Google’s ten blue links have not vanished. They just are not the first thing said back anymore, and marketers like Parmar spent months rebuilding their playbook around that fact before Google ever made the change official.
Frequently Asked Questions
What Is Generative Engine Optimization (GEO)?
Generative Engine Optimization, or GEO, is the practice of structuring content so AI systems such as ChatGPT, Gemini and Perplexity cite and recommend a brand instead of just ranking its page. The term was coined by researchers from Princeton, Georgia Tech, the Allen Institute for AI and IIT Delhi in a paper presented at the KDD 2024 conference in Barcelona.
Did Google Remove Its Search Results Page?
No. The ranked list of links still exists, but it usually loads below the AI generated answer rather than above it. Google has added a Further Exploration section at the end of its AI answers with curated links, an attempt to send some clicks back to the sites its answers are built from.
Why Would an AI Recommend a Competitor Instead of My Brand?
Competitors displacing an existing citation cause the loss about 80% of the time, according to 2026 brand-citation tracking research from Erlin, rather than a technical error or an outdated page. AI engines weigh how often independent, credible sources mention a brand more heavily than how often the brand mentions itself.
Can You Actually Buy Something Inside ChatGPT or Gemini Right Now?

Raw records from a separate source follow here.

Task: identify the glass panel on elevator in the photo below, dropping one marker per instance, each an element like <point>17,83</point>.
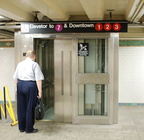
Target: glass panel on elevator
<point>45,57</point>
<point>93,98</point>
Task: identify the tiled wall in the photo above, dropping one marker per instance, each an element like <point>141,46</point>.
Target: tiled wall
<point>131,75</point>
<point>7,66</point>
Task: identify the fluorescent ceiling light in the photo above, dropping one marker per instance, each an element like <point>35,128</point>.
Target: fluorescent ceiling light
<point>1,17</point>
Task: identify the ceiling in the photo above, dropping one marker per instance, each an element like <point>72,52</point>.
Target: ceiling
<point>15,11</point>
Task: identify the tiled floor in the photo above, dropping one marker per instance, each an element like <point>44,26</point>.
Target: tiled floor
<point>130,127</point>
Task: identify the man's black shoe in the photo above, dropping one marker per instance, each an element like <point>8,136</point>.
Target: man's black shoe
<point>34,131</point>
<point>21,130</point>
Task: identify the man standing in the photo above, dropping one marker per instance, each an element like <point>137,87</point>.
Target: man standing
<point>29,78</point>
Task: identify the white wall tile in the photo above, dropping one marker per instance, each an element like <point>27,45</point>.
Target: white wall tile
<point>131,74</point>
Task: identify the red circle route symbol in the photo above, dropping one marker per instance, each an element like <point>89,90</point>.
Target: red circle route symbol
<point>107,26</point>
<point>98,27</point>
<point>116,26</point>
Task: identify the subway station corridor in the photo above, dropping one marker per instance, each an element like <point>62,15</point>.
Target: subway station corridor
<point>130,127</point>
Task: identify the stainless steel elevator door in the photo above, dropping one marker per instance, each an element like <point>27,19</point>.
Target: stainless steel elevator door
<point>63,63</point>
<point>93,80</point>
<point>45,57</point>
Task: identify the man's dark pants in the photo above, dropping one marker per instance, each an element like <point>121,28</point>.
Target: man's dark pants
<point>26,101</point>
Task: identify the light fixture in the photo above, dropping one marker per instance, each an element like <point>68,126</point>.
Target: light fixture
<point>1,16</point>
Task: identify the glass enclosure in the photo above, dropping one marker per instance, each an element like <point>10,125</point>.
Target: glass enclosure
<point>45,57</point>
<point>93,98</point>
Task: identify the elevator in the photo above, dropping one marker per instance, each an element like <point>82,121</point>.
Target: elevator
<point>76,89</point>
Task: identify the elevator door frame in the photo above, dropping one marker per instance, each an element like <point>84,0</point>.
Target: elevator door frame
<point>26,41</point>
<point>112,118</point>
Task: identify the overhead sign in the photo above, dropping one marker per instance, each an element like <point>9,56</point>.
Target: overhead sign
<point>74,27</point>
<point>83,49</point>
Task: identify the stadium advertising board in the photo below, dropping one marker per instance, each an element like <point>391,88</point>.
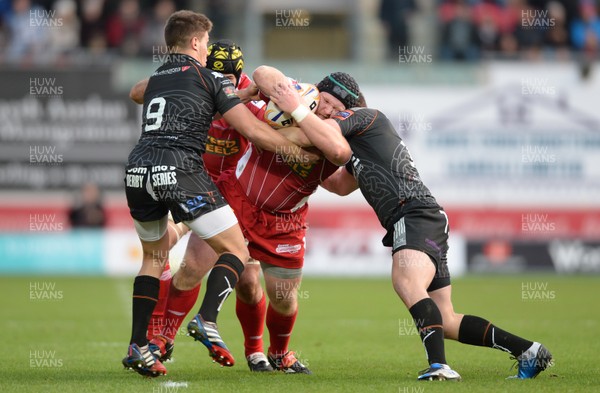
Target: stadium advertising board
<point>566,256</point>
<point>61,129</point>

Yes, for a growing list of retailers. Walmart customers can complete instant checkout inside ChatGPT for nearly everything on its site except fresh food. Sephora has launched a ChatGPT app that folds in loyalty points and personalized recommendations, with in app checkout still to come.
Is Traditional SEO Dead?
Not yet. Traditional organic search still sent roughly 345 times more visits than ChatGPT, Gemini and Perplexity combined as of late 2025, according to Ahrefs. GEO builds on top of conventional SEO rather than replacing it, since most AI citations still overlap heavily with pages that already rank well on Google or Bing.